Exclusions related to vasculitis type and/ or severity
1.Diagnosis of alternative vasculitic syndrome e.g. HSP, or ANCA vasculitis
2.Patients requiring dialysis

Exclusions related to general health
3.Evidence of other significant uncontrolled concomitant disease that in the investigator’s view would preclude or interfere with patient participation.
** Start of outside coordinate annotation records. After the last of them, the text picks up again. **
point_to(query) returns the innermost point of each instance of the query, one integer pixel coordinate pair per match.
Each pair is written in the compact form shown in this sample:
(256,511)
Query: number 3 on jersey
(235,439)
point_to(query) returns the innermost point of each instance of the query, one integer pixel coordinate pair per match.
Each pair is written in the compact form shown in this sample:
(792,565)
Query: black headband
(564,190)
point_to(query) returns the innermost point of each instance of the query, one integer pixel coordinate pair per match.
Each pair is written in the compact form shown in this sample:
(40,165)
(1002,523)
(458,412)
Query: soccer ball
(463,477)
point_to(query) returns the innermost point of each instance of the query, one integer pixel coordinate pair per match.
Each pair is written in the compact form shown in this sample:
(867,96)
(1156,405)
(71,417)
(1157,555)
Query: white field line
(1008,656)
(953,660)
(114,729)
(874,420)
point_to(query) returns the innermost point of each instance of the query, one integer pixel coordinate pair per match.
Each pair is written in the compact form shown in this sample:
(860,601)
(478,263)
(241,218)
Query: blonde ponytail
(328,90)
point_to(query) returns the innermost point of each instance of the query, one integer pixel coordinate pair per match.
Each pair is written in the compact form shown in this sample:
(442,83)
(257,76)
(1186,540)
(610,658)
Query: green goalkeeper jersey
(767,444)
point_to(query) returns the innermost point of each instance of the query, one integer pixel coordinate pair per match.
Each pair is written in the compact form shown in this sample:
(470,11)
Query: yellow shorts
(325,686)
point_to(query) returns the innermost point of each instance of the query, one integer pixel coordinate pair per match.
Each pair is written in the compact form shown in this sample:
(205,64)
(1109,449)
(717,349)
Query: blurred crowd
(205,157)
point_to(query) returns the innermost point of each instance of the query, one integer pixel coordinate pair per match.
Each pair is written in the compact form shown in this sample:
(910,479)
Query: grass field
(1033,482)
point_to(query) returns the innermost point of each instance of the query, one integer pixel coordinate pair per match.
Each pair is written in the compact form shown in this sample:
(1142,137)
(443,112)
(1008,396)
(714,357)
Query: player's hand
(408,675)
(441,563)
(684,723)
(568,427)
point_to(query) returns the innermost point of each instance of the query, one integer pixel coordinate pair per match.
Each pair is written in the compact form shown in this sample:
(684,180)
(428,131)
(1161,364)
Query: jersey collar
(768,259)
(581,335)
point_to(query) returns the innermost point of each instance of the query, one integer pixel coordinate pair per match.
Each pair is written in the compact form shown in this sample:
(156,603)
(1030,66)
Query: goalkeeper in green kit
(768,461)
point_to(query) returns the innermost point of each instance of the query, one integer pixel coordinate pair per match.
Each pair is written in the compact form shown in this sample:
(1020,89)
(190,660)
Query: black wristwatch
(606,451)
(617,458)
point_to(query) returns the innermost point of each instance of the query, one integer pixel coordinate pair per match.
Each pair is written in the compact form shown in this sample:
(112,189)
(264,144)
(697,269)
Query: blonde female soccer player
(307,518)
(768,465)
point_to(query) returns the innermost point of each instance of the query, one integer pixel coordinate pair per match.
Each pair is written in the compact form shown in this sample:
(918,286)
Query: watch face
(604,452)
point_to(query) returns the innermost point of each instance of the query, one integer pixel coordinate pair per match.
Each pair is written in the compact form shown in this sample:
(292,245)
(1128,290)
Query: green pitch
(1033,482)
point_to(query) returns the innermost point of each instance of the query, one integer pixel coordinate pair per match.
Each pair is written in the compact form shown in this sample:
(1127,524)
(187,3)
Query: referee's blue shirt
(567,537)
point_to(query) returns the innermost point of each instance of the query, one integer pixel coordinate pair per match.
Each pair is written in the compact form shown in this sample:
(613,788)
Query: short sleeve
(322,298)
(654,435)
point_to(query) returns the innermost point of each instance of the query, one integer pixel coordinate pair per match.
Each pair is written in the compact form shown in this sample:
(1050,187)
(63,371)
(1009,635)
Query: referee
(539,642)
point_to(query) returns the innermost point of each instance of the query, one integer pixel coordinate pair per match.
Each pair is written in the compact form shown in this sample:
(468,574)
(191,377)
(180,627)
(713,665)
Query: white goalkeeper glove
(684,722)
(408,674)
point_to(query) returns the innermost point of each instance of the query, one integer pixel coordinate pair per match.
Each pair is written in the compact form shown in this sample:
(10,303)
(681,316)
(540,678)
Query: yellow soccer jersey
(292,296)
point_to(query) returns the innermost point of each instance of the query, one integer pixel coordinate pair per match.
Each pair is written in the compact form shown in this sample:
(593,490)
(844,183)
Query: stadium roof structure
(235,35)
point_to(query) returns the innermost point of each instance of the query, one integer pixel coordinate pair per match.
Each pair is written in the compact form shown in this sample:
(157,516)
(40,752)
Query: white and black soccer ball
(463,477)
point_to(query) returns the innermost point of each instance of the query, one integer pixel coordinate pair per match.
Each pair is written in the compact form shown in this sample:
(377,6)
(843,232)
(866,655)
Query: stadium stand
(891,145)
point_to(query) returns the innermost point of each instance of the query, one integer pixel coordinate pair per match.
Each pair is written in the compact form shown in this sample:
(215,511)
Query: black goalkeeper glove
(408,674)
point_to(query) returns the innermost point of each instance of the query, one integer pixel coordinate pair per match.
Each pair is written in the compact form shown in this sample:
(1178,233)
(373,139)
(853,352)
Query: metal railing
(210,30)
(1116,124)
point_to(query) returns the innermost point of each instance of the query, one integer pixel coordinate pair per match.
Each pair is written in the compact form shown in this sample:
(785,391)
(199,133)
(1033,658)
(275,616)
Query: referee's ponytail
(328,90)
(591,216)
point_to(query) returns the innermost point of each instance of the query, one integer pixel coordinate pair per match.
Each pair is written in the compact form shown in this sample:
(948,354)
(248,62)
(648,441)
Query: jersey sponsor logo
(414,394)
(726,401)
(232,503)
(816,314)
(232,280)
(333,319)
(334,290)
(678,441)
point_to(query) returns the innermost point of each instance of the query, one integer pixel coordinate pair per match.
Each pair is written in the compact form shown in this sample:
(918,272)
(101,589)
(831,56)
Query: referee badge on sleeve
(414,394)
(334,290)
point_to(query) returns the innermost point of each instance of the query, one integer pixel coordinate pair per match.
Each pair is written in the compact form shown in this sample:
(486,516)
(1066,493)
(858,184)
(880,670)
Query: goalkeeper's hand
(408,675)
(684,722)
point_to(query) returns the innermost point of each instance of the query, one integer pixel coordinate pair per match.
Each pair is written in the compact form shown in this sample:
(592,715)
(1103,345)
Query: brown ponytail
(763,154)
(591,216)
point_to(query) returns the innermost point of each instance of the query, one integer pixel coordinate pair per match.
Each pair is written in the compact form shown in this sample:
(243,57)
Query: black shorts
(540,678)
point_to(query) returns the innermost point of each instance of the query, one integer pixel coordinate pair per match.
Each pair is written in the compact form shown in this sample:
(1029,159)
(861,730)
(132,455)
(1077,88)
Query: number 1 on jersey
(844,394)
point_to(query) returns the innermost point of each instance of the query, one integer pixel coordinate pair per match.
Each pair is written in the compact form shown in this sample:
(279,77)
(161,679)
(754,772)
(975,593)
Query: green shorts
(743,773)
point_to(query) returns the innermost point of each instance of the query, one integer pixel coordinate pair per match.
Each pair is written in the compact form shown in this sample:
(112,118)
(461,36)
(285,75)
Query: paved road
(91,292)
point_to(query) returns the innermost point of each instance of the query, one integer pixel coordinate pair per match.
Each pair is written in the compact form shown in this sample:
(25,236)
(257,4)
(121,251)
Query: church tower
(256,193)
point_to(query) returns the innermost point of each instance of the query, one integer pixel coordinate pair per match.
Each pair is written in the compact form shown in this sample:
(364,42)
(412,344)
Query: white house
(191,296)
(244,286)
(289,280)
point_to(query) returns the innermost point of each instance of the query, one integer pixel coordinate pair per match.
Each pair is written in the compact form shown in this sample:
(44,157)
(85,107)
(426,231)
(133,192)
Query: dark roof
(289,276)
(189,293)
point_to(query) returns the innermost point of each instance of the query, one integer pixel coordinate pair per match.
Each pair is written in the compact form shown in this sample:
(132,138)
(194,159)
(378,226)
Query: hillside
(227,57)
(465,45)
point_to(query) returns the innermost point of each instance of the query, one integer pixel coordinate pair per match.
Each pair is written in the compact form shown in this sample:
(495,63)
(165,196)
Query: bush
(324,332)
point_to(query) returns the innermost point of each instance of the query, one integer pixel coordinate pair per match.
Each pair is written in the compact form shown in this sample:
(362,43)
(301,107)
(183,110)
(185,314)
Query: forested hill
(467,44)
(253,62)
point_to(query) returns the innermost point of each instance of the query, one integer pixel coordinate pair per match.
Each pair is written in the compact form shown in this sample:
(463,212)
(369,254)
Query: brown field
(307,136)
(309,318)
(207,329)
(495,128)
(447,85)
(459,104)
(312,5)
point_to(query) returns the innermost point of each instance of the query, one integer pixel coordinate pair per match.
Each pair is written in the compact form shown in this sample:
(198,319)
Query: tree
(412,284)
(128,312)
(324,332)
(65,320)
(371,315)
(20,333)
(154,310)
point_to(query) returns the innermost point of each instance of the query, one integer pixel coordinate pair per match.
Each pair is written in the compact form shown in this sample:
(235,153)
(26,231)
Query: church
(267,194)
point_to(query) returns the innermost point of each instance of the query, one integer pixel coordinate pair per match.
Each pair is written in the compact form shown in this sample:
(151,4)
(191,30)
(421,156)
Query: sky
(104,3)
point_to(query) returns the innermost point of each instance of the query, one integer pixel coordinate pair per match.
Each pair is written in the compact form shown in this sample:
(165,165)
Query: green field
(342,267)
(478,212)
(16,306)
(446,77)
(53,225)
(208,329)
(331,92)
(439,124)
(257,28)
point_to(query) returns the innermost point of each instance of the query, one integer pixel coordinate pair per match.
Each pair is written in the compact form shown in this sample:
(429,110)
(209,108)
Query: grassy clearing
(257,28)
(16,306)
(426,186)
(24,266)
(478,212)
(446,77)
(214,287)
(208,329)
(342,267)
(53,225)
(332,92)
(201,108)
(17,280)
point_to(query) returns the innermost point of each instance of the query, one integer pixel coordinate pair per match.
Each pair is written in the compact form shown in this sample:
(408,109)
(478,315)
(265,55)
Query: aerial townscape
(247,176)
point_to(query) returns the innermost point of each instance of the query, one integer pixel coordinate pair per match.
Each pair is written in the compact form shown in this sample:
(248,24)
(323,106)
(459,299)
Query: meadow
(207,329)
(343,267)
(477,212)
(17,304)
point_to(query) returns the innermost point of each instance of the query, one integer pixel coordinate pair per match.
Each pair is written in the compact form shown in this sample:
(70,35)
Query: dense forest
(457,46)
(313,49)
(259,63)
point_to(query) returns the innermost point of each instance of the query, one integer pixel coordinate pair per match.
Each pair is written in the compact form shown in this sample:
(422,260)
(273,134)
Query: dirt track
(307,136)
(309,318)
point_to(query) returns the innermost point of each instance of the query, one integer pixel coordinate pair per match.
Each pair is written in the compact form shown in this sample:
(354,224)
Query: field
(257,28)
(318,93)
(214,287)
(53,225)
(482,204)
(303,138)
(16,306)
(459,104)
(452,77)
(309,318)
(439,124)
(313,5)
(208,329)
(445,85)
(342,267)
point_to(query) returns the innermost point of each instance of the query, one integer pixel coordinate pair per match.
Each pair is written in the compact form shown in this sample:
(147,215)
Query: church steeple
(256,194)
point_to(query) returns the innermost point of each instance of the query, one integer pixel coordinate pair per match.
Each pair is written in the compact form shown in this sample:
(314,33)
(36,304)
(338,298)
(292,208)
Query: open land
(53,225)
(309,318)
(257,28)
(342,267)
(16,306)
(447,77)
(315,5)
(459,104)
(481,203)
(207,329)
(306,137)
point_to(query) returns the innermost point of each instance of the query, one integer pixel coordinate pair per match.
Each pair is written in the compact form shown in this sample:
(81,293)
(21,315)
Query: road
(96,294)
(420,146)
This will be recorded in the screening log.
4.Primary or secondary immunodeficiency including known history of human immunodeficiency virus (HIV) infection
5.Known active and/or chronic infection of any kind (excluding fungal nail and/or minor fungal skin infections)
6.History of serious recurrent or chronic infection including tuberculosis (a screening chest radiograph will be performed if not performed within 12 weeks prior to randomisation)
7.History of cancer, including solid tumours, haematologic malignancies and carcinoma in situ
8.Participation in a clinical trial testing a medicinal product within 3 months (12 weeks) preceding randomisation for the MYPAN trial.
9. Urinary outflow obstruction
Exclusions related to medications
10.History of a severe allergic or anaphylactic reaction to any of the study medications or their excipients
11.More than 3g of IV methylprednisolone within one month (4 weeks) prior to randomisation
12.More than 3 weeks of oral prednisolone/prednisone at dose of 2mg/Kg once daily within one month (4 weeks) prior to randomisation
13.Treatment with MMF or azathioprine for more than two weeks; or more than one intravenous dose of cyclophosphamide (>500 mg/m2) within one month (4 weeks) prior to randomisation
14.Rituximab or high dose intravenous immunoglobulin within the last twelve months (48 weeks)
15.Intolerance or contraindications to intravenous glucocorticoids
16.Participant of reproductive potential not prepared to use a reliable means of contraception (e.g. hormonal contraceptive patch, intrauterine device, physical barrier) throughout study participation;
a.Sexually active female not prepared to use two reliable forms of contraception for the complete duration of the trial

Exclusions related to laboratory findings
17.Positive urine human chorionic gonadotropin (hCG) measured at screening / (if appropriate) or a positive urine pregnancy test prior to study entry or breastfeeding
18.Positive tests for hepatitis B surface antigen (HBsAg), hepatitis B core antibody (HBcAb) or hepatitis C serology at randomisation
19.Absolute neutrophil count <1.5 x 109/l
20.Estimated GFR <15 mL/min/1.73m2 (calculated using the Schwartz GFR formula – See section 7.4.2 for formula) at randomisation

Study & Design

• Study Type: Interventional clinical trial of medicinal product
• Study Design: Not specified

Primary Outcome Measures

Name	Time	Method
Main Objective: Is mycophenelate mofetil (MMF) as effective as cyclophosphamide (CYC) at inducing remission in children with polyarteritis nodosa (PAN)?;Secondary Objective: To determine whether there is a difference between CYC and MMF in terms of time to remission, vascular damage, side effects, impact on the patient (quality of life) and cost effectiveness to the health care provider. ;Primary end point(s): The proportion of patients achieving remission within 6 months, as defined as a PVAS score of zero on two consecutive readings (both within six months of randomisation) more than one month apart, with adherence to the protocolised corticosteroid taper.